As it was throughout the 1960s and 1970s, RTI's international work is predicated on helping governments in developing nations build governing infrastructures; improve water quality, energy efficiency, agricultural production, sanitation, pollution, literacy, and health care; and optimize the allocation of resources. As diverse as it is, this work is closely aligned with the institute's mission of improving the human condition and turning knowledge into practice.

RTI does much of its work for the U.S. Agency for International Development (USAID), whose primary objective is to assist developing countries while furthering U.S. foreign policy objectives. Other clients include the World Bank, the Asian Development Bank, the United Nations, and governments of developing countries. For example, RTI was a founding member of the USAID consortium called Water, Sanitation and Hygiene (WASH), dispatching researchers to developing countries to analyze their water and sanitation problems and train local technicians in remediation tactics.

Some early international projects of RTI included helping the government of Morocco plan and carry out measures to address malnutrition and, in the 1970s, assisting the fast-growing city of Tamale, Ghana, in executing plans for better health care services, roads, drainage ditches, and other infrastructure. "Ghana was rapidly urbanizing, which caused increased demand on services like sewers, water, and streets," explains project lead Jim McCullough.

RTI's international projects proliferated in the late 1970s and throughout the 1980s, running the gamut from developing a research and development center devoted to solar, wind, and hydroelectric power in northern Africa to helping the central ministries of Indonesia craft national laws facilitating local-level governance.

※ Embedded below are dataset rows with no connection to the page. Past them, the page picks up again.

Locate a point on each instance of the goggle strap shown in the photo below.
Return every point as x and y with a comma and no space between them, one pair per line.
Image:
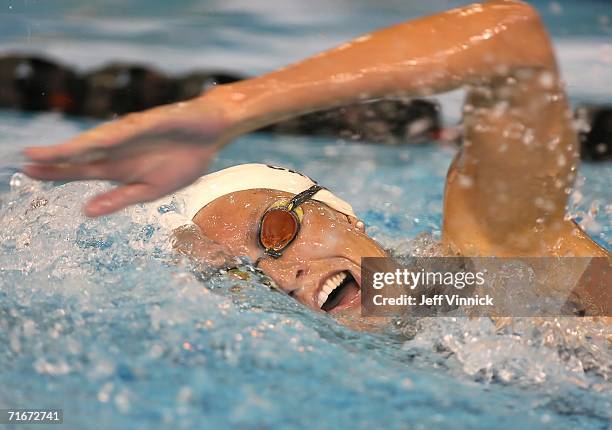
304,196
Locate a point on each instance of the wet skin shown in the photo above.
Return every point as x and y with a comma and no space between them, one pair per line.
328,243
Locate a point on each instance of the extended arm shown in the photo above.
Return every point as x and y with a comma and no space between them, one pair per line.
158,151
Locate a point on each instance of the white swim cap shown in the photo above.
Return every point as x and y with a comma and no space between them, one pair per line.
246,177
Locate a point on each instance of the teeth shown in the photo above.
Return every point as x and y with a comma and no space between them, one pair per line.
330,285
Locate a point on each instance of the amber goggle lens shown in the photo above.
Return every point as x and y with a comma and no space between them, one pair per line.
278,228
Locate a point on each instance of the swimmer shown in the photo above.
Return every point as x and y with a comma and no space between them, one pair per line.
506,189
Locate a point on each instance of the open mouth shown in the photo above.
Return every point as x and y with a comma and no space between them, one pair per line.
339,291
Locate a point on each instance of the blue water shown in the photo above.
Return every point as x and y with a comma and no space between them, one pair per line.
100,318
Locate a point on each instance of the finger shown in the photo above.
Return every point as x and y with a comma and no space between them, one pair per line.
119,198
102,171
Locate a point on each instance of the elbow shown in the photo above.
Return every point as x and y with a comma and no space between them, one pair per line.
528,37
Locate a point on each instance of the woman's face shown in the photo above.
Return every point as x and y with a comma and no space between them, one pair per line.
320,268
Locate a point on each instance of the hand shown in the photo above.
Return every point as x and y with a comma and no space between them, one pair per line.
150,154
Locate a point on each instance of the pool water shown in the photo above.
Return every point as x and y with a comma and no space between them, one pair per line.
102,319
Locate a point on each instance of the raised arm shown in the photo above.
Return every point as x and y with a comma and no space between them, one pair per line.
474,44
161,150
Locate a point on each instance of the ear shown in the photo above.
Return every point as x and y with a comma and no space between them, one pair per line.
189,240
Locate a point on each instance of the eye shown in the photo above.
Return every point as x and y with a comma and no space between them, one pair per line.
278,228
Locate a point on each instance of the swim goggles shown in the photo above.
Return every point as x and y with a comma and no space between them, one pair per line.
280,223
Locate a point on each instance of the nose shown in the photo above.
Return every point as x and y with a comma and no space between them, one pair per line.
288,275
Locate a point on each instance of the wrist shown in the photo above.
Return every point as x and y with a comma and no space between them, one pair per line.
237,107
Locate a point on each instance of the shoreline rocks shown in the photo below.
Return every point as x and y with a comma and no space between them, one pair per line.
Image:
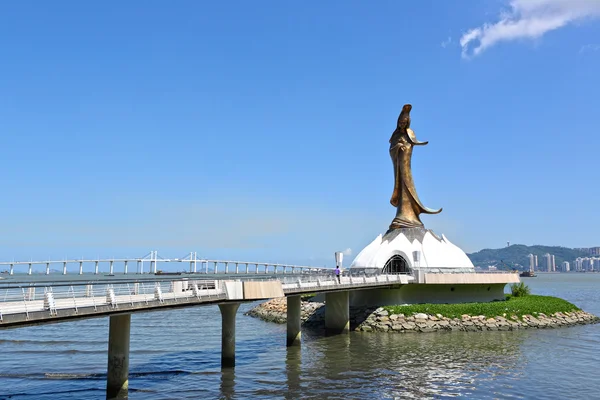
376,319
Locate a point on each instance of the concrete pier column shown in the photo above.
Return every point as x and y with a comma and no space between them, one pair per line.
117,376
294,320
228,312
337,312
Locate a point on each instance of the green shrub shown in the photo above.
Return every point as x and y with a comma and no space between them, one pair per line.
520,289
518,306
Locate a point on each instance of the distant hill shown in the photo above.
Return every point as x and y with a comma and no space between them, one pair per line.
515,256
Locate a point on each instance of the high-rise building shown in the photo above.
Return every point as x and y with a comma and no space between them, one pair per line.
531,262
548,259
587,264
578,264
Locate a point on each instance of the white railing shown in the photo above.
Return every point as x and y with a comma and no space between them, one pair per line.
106,295
93,295
151,264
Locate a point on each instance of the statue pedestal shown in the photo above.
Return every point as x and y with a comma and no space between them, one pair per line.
413,251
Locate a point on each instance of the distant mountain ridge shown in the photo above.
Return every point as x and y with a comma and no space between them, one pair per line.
516,256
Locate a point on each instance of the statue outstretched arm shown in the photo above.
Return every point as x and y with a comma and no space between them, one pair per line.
412,138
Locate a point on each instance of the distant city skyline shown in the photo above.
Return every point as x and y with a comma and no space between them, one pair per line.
262,132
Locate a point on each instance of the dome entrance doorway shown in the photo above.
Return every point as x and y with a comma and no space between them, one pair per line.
396,265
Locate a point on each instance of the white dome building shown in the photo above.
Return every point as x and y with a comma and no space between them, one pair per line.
412,251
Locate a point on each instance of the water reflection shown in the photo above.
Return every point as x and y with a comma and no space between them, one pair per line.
410,365
293,361
227,383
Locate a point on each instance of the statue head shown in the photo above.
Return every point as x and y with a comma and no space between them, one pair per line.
404,118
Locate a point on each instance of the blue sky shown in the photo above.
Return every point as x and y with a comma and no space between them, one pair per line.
260,130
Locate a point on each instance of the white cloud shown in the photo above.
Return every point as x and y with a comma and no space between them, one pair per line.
527,19
446,42
589,47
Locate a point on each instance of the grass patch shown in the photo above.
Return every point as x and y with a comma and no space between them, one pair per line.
519,306
520,289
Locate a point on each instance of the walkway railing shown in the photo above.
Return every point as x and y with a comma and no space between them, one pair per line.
151,263
44,300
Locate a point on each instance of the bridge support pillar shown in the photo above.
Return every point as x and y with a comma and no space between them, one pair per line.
228,311
337,312
117,376
294,320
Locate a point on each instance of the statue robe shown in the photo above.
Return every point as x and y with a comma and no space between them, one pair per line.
405,196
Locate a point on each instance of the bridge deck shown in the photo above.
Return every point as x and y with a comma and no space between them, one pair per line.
29,305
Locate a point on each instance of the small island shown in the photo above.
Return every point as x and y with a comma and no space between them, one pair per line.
439,289
520,311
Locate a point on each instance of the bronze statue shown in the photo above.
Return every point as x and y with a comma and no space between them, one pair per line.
405,195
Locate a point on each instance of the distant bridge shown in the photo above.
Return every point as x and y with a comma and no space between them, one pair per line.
41,298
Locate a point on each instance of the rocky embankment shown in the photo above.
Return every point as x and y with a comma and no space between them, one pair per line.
380,320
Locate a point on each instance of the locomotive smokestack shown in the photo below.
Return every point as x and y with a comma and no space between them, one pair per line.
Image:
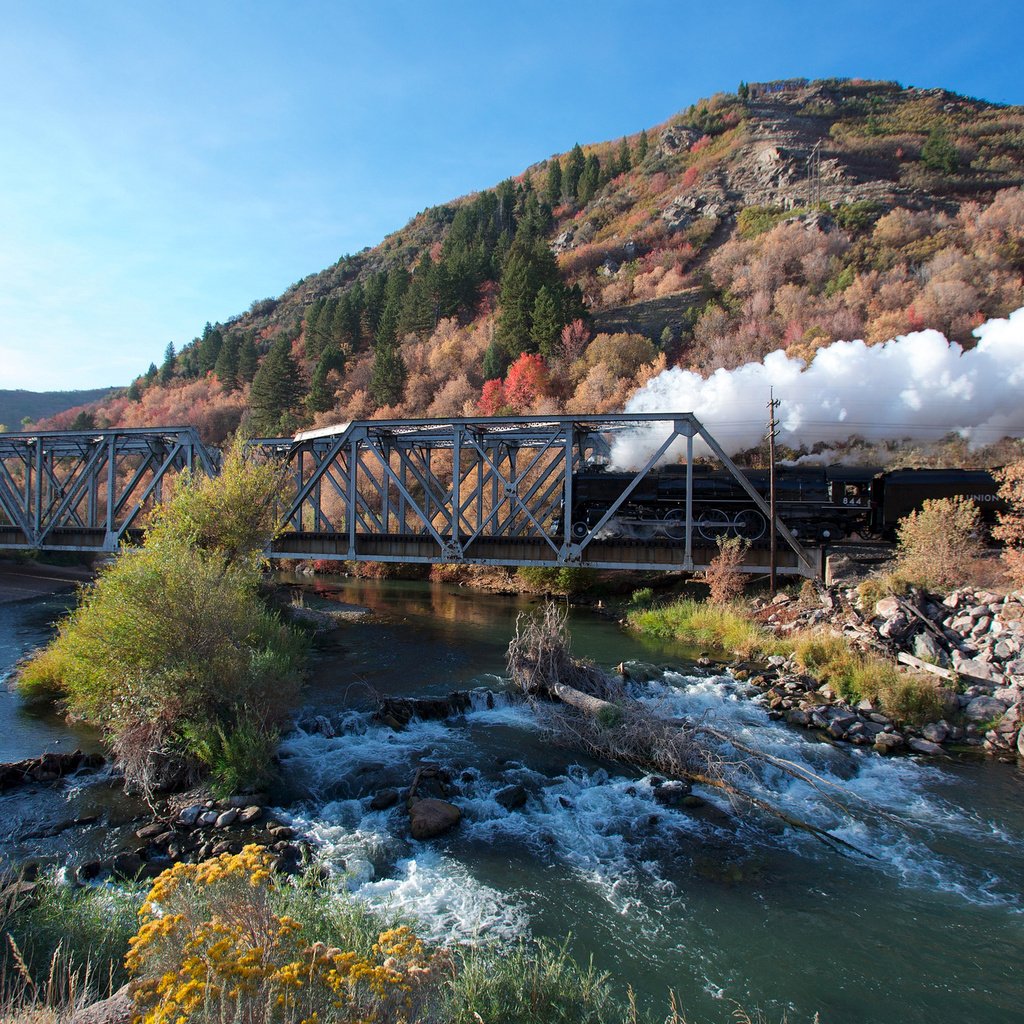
918,386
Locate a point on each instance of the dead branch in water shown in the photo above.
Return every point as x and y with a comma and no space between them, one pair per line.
583,707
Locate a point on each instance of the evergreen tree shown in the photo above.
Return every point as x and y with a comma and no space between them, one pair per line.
641,154
572,172
226,370
247,359
553,184
321,396
517,296
209,349
167,367
495,361
625,161
589,179
387,381
547,323
275,389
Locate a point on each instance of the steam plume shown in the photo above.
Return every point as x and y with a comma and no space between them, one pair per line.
918,386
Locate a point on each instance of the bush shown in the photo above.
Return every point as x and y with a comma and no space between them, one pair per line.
698,624
723,576
173,642
938,545
214,944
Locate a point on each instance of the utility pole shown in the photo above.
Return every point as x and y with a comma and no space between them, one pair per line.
772,406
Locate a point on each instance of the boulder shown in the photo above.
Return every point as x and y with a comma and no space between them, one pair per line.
923,745
935,731
432,817
511,798
119,1009
983,709
888,742
383,800
672,794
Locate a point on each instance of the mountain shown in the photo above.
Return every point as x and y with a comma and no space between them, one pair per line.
18,406
785,215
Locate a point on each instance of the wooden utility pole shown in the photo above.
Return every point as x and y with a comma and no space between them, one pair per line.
772,406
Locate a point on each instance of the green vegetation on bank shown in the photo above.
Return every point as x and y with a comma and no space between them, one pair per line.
172,650
225,940
827,656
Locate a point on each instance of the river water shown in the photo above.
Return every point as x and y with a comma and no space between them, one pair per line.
715,903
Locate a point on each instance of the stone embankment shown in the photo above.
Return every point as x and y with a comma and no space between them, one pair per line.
972,641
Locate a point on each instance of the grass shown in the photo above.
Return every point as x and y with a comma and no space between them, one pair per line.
700,625
828,657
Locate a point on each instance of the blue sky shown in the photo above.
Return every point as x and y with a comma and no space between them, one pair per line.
164,165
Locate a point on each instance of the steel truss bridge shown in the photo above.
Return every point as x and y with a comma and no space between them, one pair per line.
470,491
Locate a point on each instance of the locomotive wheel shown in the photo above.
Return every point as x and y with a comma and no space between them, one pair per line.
750,524
675,524
713,523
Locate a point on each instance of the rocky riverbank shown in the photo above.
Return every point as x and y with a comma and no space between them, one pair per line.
971,640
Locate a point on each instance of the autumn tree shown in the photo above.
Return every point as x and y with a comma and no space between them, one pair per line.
1011,525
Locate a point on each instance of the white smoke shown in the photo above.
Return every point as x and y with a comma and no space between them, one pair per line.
918,386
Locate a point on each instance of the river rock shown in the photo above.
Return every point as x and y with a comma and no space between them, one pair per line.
511,798
888,742
935,731
920,745
119,1009
432,817
672,794
383,800
981,709
249,814
189,815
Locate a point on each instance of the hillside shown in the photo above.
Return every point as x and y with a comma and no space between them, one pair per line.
786,215
18,406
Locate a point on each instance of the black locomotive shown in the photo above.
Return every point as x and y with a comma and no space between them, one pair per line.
815,503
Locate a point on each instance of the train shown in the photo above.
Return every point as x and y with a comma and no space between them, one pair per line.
822,504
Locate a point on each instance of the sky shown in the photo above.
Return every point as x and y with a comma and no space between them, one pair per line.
165,165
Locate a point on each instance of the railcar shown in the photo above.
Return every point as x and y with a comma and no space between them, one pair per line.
817,504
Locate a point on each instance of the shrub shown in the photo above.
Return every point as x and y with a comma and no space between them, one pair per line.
213,944
938,544
1011,525
723,576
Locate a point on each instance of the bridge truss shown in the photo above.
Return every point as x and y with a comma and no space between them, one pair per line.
87,491
495,492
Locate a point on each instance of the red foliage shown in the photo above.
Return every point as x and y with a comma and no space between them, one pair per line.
492,398
527,379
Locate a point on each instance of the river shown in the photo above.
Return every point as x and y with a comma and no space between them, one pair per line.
716,904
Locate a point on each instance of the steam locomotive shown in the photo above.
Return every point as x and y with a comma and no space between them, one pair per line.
817,504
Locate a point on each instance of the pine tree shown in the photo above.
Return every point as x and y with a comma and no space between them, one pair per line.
547,323
495,363
553,184
275,389
387,381
517,296
247,359
167,367
321,396
226,370
641,154
589,179
572,172
625,161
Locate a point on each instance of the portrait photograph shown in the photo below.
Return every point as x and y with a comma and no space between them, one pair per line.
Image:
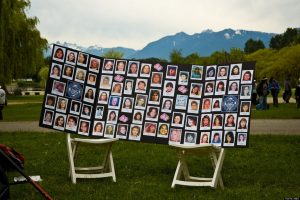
120,67
145,70
59,121
105,82
196,90
230,103
48,117
50,101
154,96
181,102
62,104
178,119
175,136
117,88
99,112
193,106
82,59
58,88
216,104
71,57
230,121
109,131
205,123
191,122
216,138
108,66
86,111
241,139
206,105
229,138
72,123
114,102
152,113
141,85
245,107
94,64
127,105
59,53
196,72
74,90
103,97
243,124
128,87
156,79
133,68
98,128
68,72
135,132
172,72
220,87
112,116
122,130
92,78
247,76
167,105
80,75
138,117
75,107
89,94
163,130
169,88
235,71
217,121
222,72
204,137
209,88
233,87
246,91
211,72
190,138
150,129
183,78
84,127
141,101
56,71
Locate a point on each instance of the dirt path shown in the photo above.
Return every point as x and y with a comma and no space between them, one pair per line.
257,126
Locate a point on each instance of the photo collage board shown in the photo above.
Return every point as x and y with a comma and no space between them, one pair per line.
148,102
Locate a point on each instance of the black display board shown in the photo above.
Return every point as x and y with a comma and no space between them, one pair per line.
148,102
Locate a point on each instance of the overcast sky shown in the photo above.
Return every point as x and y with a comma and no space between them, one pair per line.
135,23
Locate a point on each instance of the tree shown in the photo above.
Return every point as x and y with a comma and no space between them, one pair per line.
21,46
253,45
113,54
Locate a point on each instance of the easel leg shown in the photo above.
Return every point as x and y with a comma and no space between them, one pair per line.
71,158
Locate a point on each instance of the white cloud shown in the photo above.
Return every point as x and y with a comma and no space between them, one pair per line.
135,23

Dan Goetz, who joined RTI's Office for International Programs (OIP) in 1983, recalls his first USAID-funded project to create a property-tax system for local governments in Tunisia, "something that would make it possible for Tunisian towns to no longer hand-copy their tax rolls but actually start managing data." A small improvement, it may seem, but one that helped this struggling African nation get its finances in order and proved to be of immense benefit to its citizens.